- Born: 25 December 1856 Old Swindon, Wiltshire, England
- Died: 31 December 1924 (aged 68) Barbados
- Occupation: Colonial administrator
- Spouse: Violet Grey Harragin (married 1893)
- Children: 5
- Parent(s): Robert and Eliza Knaggs

= Samuel Knaggs =

British colonial administrator

Sir Samuel William Knaggs (25 December 1856 – 31 December 1924) was a British colonial administrator.

==Biography==
Knaggs was born in Old Swindon, Wiltshire, England, the second of the ten children of Robert Knaggs, a surgeon, and Harriet Eliza Knaggs (née Wright).

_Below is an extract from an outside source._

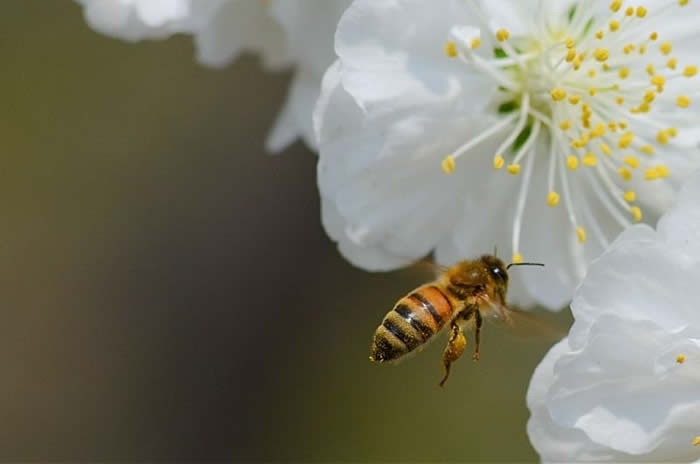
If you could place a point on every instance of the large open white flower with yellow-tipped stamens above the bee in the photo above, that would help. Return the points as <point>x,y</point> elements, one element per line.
<point>580,102</point>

Knaggs was sent to the Royal College, Trinidad, and entered the Trinidad Civil Service in 1876. In 1886, he was the secretary of the commission inquiring into the road system. In 1897 he was Acting Commissioner for Tobago. He was appointed Chief Commissioner of Port of Spain in 1899 and Receiver-General for Trinidad in 1901. In 1902 he was Acting Colonial Secretary. In 1903 he was appointed Colonial secretary for Barbados and in 1907 for Trinidad and Tobago. He administered the Government of Trinidad and Tobago in 1907–1910, 1912–1913 and 1915–1916. He retired in January 1919.

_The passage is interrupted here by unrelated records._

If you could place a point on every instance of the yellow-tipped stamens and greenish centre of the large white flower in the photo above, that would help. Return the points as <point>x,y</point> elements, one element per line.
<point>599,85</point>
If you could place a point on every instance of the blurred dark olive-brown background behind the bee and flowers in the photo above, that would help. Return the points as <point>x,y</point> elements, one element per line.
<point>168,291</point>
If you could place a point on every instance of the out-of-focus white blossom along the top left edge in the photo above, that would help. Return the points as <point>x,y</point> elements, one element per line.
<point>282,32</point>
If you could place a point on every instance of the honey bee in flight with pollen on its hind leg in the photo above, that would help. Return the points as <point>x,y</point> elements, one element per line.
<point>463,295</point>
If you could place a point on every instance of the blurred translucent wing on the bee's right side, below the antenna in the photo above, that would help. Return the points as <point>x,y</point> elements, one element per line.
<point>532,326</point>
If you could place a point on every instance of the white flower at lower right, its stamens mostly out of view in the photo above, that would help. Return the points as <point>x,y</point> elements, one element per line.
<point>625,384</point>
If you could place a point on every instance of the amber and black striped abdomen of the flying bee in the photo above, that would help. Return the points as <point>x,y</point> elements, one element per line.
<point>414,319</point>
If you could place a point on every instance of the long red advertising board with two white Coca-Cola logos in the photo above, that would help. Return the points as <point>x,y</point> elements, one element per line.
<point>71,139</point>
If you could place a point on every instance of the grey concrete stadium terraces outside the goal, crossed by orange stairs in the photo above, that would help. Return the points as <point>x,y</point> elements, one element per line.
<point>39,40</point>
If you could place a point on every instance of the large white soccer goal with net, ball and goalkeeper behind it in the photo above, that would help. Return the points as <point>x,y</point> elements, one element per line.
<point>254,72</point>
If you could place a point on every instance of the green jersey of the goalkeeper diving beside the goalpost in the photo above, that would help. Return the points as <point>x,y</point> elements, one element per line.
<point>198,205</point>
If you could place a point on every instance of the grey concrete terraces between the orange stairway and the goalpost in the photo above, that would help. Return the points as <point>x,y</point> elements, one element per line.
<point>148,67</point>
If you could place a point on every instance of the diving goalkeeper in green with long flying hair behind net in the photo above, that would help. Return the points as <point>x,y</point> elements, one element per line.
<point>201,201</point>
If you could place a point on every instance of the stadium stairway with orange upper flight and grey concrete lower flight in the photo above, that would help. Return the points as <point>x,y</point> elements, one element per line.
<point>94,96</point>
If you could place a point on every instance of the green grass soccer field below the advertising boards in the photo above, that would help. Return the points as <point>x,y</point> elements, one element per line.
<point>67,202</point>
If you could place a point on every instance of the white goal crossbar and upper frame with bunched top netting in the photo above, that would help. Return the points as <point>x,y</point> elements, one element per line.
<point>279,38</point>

Knaggs was appointed Companion of the Order of St Michael and St George (CMG) in 1908 and Knight Commander of the Order of St Michael and St George (KCMG) in the 1920 New Year Honours.

In 1893, Knaggs married Violet Grey Harragin and they had a son and four daughters. Ruth Knaggs was born on 8 September 1893 and Phyllis Knaggs on 22 November 1895. Kenneth John Knaggs was born on 9 January 1897 and was killed in action near Cambrai in France on 16 March 1918 while a Lieutenant in the 4th Battalion, Royal Warwickshire Regiment and attached to the Royal Flying Corps. Hilda Knaggs was born on 9 August 1898 and Dorothy on 10 October 1904.

Knaggs died at his residence in Barbados. His wife died on 28 February 1937 at 1 Perham Road, West Kensington, London, leaving an estate of £2,342.